History
Early 2023, the Forever Pollution Project showed that nearly 23,000 sites all over Europe are contaminated by the “forever chemicals” PFAS. This unique collaborative cross-border and cross-field investigation by 16 European newsrooms revealed an additional 21,500 presumptive contamination sites due to current or past industrial activity. PFAS contamination spreads all over Europe, as shown on the map created by the project.
To establish this map, each newsroom in the project researched PFAS contamination data in their own area, resulting in over 100 data sources, that had to be standardised to be displayed on the map. The data was published at the same time than the map, as well as the methodology developed for the project (first published by Le Monde, then as a peer-reviewed article in Environmental Science & Technology) .

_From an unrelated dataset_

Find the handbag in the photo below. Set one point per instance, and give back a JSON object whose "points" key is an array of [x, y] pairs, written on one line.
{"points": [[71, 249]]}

After publication, different research projects contacted us to re-use the data, and in January 2024 the PDH project was initiated by the CNRS. Its goals:
- To have a technical and operational solution so that the data keeps on being updated
- To make the data better:
- More complete (keep the values below detection limits, keep all individual PFAS substances concentrations)
- More robust from a methodology point of view (eliminating all manual operations)
- To have a website where the data would be accessible, both as a geo-visualisation, and as exports
- To be as collaborative as possible: that our data is the source of other projects, but also that other researchers indicate us available data that is not in our dataset yet.